Any retailer caught attempting to sell alcohol without a new licence will get little sympathy from local authorities, as the new licensing regime comes into effect

Retailers caught selling alcohol without a new licence are committing a crime and will face the full force of the law as a result, local councils have warned.
As many as 25% of traders failed to apply for new
personal and premises licences by the August 6 deadline for transfers under grandfather rights. Councils contacted by C-Store have confirmed a small percentage had still not applied by the November 24 cut-off point when the new licensing regime came fully into force.

Those few remaining outlets who are caught selling alcohol without a new licence will be committing a criminal offence which could lead to a maximum fine of £20,000 and six months imprisonment.
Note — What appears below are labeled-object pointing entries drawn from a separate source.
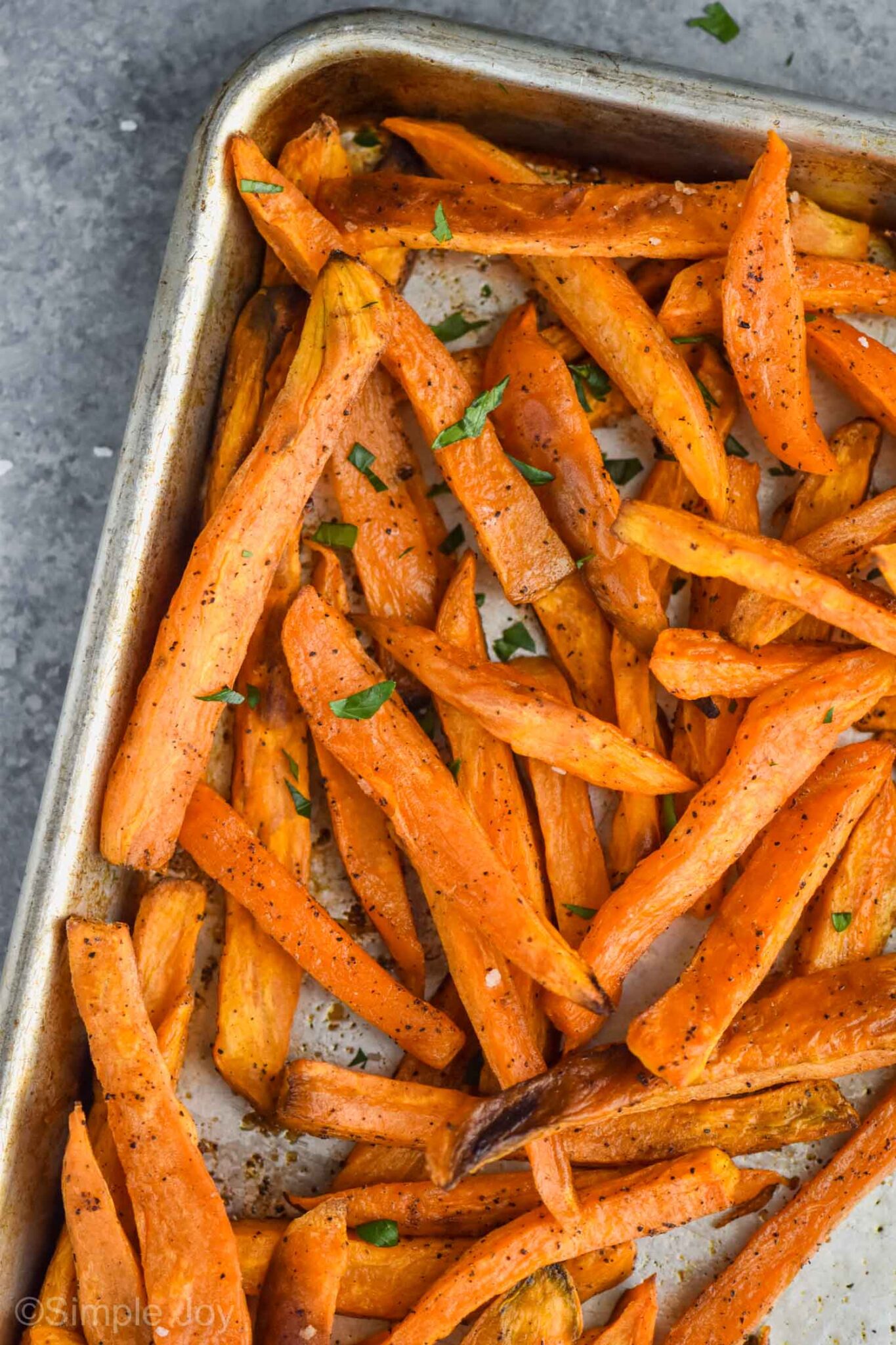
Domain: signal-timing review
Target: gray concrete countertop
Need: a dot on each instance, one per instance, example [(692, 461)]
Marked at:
[(100, 104)]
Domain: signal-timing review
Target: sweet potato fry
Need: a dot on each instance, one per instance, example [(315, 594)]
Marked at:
[(601, 305), (535, 219), (223, 847), (301, 1287), (200, 645), (744, 1292), (692, 665), (676, 1036), (387, 1281), (852, 915), (532, 722), (110, 1285), (636, 824), (694, 300), (774, 1040), (645, 1202), (763, 319), (633, 1320), (542, 1308), (258, 337), (188, 1252), (542, 423), (471, 1210), (785, 735), (580, 636), (572, 853), (861, 366), (499, 502), (770, 568), (395, 759)]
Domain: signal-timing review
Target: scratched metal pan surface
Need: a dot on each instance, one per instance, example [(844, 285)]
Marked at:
[(666, 123)]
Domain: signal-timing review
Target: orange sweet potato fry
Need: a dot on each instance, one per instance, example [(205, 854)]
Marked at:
[(861, 366), (784, 736), (387, 1281), (636, 824), (692, 665), (744, 1292), (542, 423), (301, 1287), (188, 1252), (223, 847), (542, 1308), (200, 645), (393, 757), (767, 567), (499, 502), (572, 853), (694, 300), (763, 319), (534, 724), (110, 1285), (580, 639), (587, 1088), (261, 331), (362, 831), (852, 915), (601, 305), (500, 1001), (633, 1320), (676, 1036), (653, 1200)]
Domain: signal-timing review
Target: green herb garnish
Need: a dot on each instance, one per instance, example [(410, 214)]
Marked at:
[(362, 459), (716, 20), (363, 705), (454, 326), (472, 423)]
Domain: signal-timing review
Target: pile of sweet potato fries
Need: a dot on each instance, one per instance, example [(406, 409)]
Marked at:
[(740, 802)]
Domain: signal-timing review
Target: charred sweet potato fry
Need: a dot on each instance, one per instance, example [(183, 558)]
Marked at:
[(109, 1277), (542, 423), (387, 1281), (589, 1087), (187, 1247), (694, 300), (767, 567), (692, 665), (499, 502), (785, 735), (395, 759), (601, 305), (861, 366), (223, 847), (653, 1200), (532, 722), (636, 824), (580, 638), (852, 915), (744, 1292), (259, 334), (542, 1308), (301, 1287), (200, 643), (574, 858), (763, 319), (676, 1036), (500, 1001), (471, 1210), (633, 1320)]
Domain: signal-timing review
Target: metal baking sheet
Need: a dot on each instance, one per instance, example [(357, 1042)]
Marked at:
[(668, 123)]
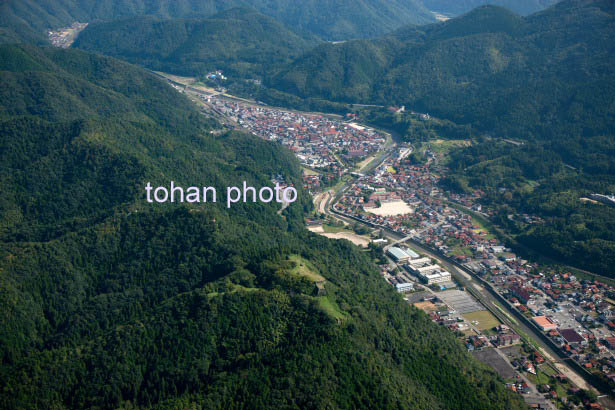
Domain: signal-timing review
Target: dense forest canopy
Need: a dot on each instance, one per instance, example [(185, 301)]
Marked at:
[(107, 301), (331, 20), (239, 41), (458, 7), (539, 76)]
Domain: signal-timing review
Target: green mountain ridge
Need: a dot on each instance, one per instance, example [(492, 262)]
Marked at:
[(458, 7), (242, 42), (542, 75), (331, 20), (109, 302)]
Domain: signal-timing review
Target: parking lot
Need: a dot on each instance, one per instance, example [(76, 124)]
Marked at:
[(461, 301)]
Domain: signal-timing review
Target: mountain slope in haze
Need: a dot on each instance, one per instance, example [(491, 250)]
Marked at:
[(239, 41), (107, 301), (458, 7), (541, 75), (331, 20)]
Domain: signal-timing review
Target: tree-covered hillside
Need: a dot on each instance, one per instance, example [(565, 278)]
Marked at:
[(107, 301), (539, 76), (240, 41), (331, 20), (458, 7)]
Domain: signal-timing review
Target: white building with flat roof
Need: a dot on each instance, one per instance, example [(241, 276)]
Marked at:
[(399, 255), (438, 276), (404, 287)]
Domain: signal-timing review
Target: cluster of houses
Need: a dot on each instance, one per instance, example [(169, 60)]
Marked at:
[(318, 141), (64, 37), (577, 315)]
A spokeswoman for London Borough of Hackney Council said it was prepared to take a “hard line” against the 8% of licensed premises in her area that had failed to apply for a new licence.

The spokeswoman said the council had carried out an extensive campaign to warn licensees about the new licensing regime and the application timetable.
She said: “Each licensed premises has received three letters explaining what was happening and what needed to be done. We have also made personal visits to stores, put on roadshows and distributed helpful postcards, so the message to retailers has been clearly put across.

“We are now finalising a list of those who did not apply for a new licence and they will each be receiving a visit from a uniformed police officer to see if they are still attempting to sell alcohol. If so, the appropriate actions will be taken to make sure they stop.”

No Escape.

Leeds City Council has processed more than 2,000 applications for new licences from pubs, clubs, off licences and takeaways in the nine-month transitional period before the November 24 implementation date. However, about 100 off licences still remain without proper legal permissions.

Leader of Leeds City Council Mark Harris said: “Despite major efforts to ensure compliance, such as sending staff to premises and offering to help proprietors fill in the necessary paperwork, many businesses are now at risk of prosecution. We will soon be sending teams out to check on these premises. People must understand that we are not attempting to prosecute people deliberately. However, we have no option but to enforce the law.”

Some local councils have already started this process. A Reading Borough Council spokesman commented: “Our officers have already visited premises that we suspected would miss the deadline. If we do come across any stores that are selling alcohol and the retailer has not updated their licence, then they will be instructed to remove the items from their shelves and apply for a fresh licence.”

Retailers’ view:

David Patient, Nearbuys Convenience Store, Canvey Island, Essex: “Although the relaxation on hours is welcomed, the whole system needs streamlining.
“In terms of what extended hours will mean to us, the impact will probably be fairly small as it’s only the first couple of hours of trading that have been added.”
Richard Paltridge, 24-hour Spar, North Hill, Plymouth: “We got a 24-hour alcohol licence which we have used over the past few days. We’re selling a restricted line of 30 products from behind the counter, and the response from customers has been great. Sales have been encouraging and our customers have given us no trouble.”

Gloria Williams, Village Shop, Hook Norton, Oxfordshire: “We haven’t gone for a change in our hours as we didn’t want to complicate the issue. The only hours that we will be open during which we won’t be able to sell alcohol will be two hours early on Sunday morning and we don’t think that will be a big deal.”